The economic proposal, announced last week, also includes two housing measures intended to make it easier for consumers to obtain mortgages or refinance expensive subprime loans.
Beyond the stimulus plan. The president will also use the stimulus package as a launching-off point to call once again on lawmakers to permanently extend the tax cuts he engineered in 2001 and 2003 that will otherwise expire in three years. White House Press Secretary Dana Perino said Bush will factor an extension into his 2009 proposed budget, which will be released Feb. 4.
The administration had originally wanted such measures included in the stimulus plan. Proponents and critics of making the tax cuts permanent acknowledged that adding them to a short-term stimulus package could delay its passage because of the fierce disagreement between Democrats and Republicans over the issue.
Critics questioned how much such a move would stimulate the economy in the short-term. Proponents, however, said investors and businesses would feel more confident making investments today if they knew what their tax bill will be tomorrow.
"The best thing we can do to deal with uncertainty in the economy is make the tax cuts we passed permanent," Bush said in a speech to congressional Republicans on Friday.
Bush may also use the State of the Union address to push for other measures intended to ease the housing downturn, some experts said.
"Look for a pitch for tax-related provisions, such as opening the door for states to use tax-free bonds to help homeowners refinance out of unaffordable subprime [adjustable-rate mortgages]," said Jaret Seiberg, senior vice president at the Stanford Group, a Washington policy research firm.
Seiberg added that he believes Bush may endorse a real estate industry plan to offer $5,000 tax credits to first-time home buyers.
Reducing wasteful spending. The White House on Monday said the president will warn lawmakers that he will veto any spending bill that doesn't cut earmark spending in half. Earmarks funds for lawmakers' special projects that may benefit only their constituencies, and they're typically not openly debated before passage.
In an attempt to make congressional spending more transparent, Bush will also issue an executive order to federal agencies requiring them to ignore earmarks not spelled out in legislation.
Congress passed more than 11,700 earmarks for a total of $17 billion in fiscal year 2008, the White House noted. Democrats note that nearly half of those earmarks were sponsored by Republicans and were endorsed by the White House.
Giving business a hand. Another measure the president may push for is lower corporate tax rates - a campaign led by Treasury Secretary Henry Paulson.

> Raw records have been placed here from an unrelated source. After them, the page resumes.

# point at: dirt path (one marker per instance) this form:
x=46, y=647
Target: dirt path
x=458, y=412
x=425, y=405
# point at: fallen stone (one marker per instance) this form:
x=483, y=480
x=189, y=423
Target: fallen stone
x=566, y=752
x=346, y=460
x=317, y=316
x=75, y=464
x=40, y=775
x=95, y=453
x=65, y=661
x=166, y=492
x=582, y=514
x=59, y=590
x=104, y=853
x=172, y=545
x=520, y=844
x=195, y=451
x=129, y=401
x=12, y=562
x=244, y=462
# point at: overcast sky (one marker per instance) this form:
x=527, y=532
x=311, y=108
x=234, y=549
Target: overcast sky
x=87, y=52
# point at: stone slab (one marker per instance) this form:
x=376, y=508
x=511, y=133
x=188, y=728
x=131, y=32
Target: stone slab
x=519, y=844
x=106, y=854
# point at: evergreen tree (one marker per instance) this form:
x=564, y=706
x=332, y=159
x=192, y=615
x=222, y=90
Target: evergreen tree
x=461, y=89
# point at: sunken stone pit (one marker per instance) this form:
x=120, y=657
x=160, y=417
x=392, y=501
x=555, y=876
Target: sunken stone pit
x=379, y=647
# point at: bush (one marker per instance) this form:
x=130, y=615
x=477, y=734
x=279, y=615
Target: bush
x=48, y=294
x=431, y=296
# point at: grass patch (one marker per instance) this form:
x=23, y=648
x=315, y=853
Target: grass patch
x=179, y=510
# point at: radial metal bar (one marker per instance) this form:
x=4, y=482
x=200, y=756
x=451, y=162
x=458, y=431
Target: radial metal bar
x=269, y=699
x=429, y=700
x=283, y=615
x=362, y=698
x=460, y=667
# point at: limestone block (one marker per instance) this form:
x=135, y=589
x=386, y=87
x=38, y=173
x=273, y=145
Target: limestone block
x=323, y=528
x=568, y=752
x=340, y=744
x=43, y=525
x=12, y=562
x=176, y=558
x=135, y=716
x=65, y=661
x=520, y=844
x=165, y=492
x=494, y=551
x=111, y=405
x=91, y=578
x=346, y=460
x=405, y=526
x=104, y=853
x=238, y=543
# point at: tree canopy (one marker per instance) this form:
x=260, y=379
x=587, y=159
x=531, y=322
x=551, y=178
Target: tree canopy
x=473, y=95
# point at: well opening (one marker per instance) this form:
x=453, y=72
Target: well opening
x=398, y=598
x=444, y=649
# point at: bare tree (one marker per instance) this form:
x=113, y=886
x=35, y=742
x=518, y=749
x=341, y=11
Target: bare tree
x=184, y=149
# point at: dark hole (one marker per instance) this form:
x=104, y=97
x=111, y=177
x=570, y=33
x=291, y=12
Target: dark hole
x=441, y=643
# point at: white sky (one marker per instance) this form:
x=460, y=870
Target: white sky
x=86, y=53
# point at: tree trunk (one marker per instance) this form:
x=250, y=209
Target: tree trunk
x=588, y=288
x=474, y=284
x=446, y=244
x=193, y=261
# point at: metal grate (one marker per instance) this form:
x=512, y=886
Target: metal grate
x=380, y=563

The stimulus proposal announced last week also includes tax breaks for businesses to spur them to invest in plants and equipment.
"I'm surprised how readily the House agreed to the business tax breaks in the stimulus package. That may empower proponents of lower corporate taxes," said Greg Valliere, chief political strategist at the Stanford Group.
Right now the top income tax rate for corporations is 35 percent. Proponents of lowering it say it puts the United States at a competitive disadvantage since the majority of economically developed countries have lower corporate tax rates. U.S. companies benefit from bigger tax breaks but have to spend time and money to take advantage of them.
"[Bush] could try to put out a marker," said Hodge of the Tax Foundation.
At a conference of CEOs last summer, Paulson asked panelists whether they'd like to see the corporate tax rate lowered to 27 percent from 35 percent and preferences such as the research and development credit eliminated.
Rep. Charles Rangel, D-N.Y., chairman of the House Ways and Means Committee, last fall proposed a major tax overhaul that included lower corporate tax rates. There is little consensus, however, between Democrats and Republicans about how low corporate tax rates should be.
But Bush is not likely to do more than lay out the big picture of his agenda on Monday. "I expect broad statements and no specifics," said Clint Stretch, managing principal of tax policy at Deloitte Tax. More telling, he said, will be the president's 2009 budget proposal.